Synaptic Metal Ion Dynamics and Signaling

Transition metal ions (metals) such as copper, iron, and zinc play key roles in many cellular processes. In addition to the clearly established roles as co-factors of enzymes and various other proteins, metals are emerging as major effector of molecular signaling. Our broad research interest is to understand the role of metal ions in neuronal cell biology and signaling. As metal homeostasis is impaired in neurodegenerative and cognitive disorders, our fundamental investigations on metal dynamics and regulation aim to get insights on the aetiology of disease mechanisms.

In general, metals exhibit high binding affinity towards proteins and small molecules, and are considered to be mostly in the ligand-bound state, in contrast to the negligible proportion of free metal ions inside the cell. However, rapid changes in the membrane potential and pH by synaptic activity produce transient changes in the free metal ion concentration in neuronal compartments, which may trigger fast signaling events mediated by metal ions in the neuron. Despite the abundance of metal binding proteins, metal dynamics and signalling is largely unexplored owing to technological limitations. Using recently developed imaging tools including those from our group, we study the interaction between neuronal activity and cell biological processes mediated by metal ions, which is critical to understand why metal homeostasis is disturbed in many neuronal disorders.

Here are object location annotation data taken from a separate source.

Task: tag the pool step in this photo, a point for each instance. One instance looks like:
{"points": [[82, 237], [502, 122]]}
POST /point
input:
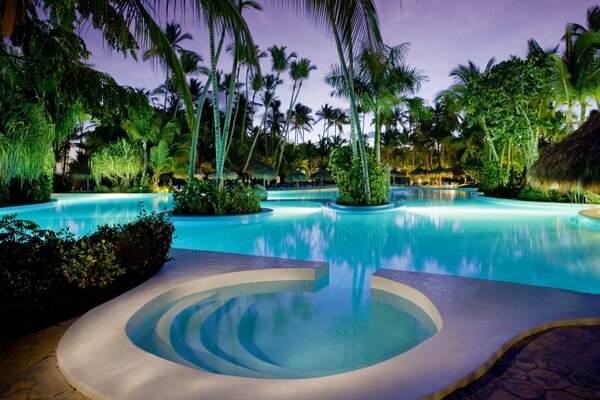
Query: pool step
{"points": [[228, 325], [189, 328]]}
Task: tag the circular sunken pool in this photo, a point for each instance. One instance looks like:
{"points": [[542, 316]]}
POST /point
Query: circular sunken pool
{"points": [[286, 330]]}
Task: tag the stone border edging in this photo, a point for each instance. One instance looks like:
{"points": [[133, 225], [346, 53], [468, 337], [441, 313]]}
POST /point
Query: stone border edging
{"points": [[480, 320]]}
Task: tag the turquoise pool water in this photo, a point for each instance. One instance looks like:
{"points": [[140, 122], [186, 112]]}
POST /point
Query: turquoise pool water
{"points": [[281, 330], [453, 232]]}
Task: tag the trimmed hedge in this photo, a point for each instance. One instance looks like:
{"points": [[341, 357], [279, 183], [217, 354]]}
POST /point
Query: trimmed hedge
{"points": [[204, 198], [47, 276], [347, 172]]}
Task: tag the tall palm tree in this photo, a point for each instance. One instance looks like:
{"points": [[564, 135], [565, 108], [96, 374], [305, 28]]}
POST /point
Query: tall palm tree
{"points": [[299, 72], [352, 23], [383, 81], [302, 120], [575, 75], [339, 120], [325, 114], [270, 83], [174, 34]]}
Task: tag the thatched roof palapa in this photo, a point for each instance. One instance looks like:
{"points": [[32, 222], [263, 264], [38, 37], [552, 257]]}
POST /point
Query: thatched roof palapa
{"points": [[440, 172], [397, 174], [418, 172], [573, 164], [296, 176], [82, 175], [322, 174], [228, 175], [260, 170]]}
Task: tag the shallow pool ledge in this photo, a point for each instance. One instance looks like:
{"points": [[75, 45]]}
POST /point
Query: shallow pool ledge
{"points": [[480, 320]]}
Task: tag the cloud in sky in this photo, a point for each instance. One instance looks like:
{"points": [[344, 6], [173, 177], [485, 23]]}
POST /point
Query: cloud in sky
{"points": [[442, 34]]}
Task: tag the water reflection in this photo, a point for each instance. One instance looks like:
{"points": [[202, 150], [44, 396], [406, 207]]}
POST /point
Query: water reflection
{"points": [[282, 330], [436, 232]]}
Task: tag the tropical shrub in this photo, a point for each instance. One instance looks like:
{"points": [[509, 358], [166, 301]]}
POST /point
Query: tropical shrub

Our recent work (Upmanyu et al, 2022, Neuron) revealed a novel role for zinc in synaptic transmission. Using recently developed super resolution microscopy methods such as DyMIN STED and MINSTED, we found that zinc transporter 3 (ZnT3), which is responsible for loading zinc into synaptic vesicles, is one of the most abundant vesicular neurotransmitter transporters in the brain and co-localized on the same vesicles that store glutamate. With the help of novel biochemical assays and electrophysiology, we showed that cytoplasmic zinc regulates vesicular glutamate content and the synaptic quantal size through ZnT3, demonstrating a direct role for zinc in the determination of synaptic strength. Currently, we try to understand the holistic molecular scheme of zinc biology at the synaptic terminal.

In order to build a comprehensive understanding of neuronal metal homeostasis, we employ Minflux super resolution nanoscopy, which delivers 3D multicolor nanometer resolution in cells, to determine the nanoscale organization of endogenous metal transporters on the cell membrane and subcellular organelles in the intact nervous system. By combining the above approach with DNA-PAINT acquisition, we enhance the multiplexing capabilities to achieve realistic in situ structural biology of metal transporters, which is critical to understand and interrogate the local metal dynamics in neurons.

Legend of the image above: A straightened neuronal dendrite showing super resolved axon terminals containing individual synaptic vesicles labelled against zinc transporter 3, a protein responsible for zinc uptake into the vesicles.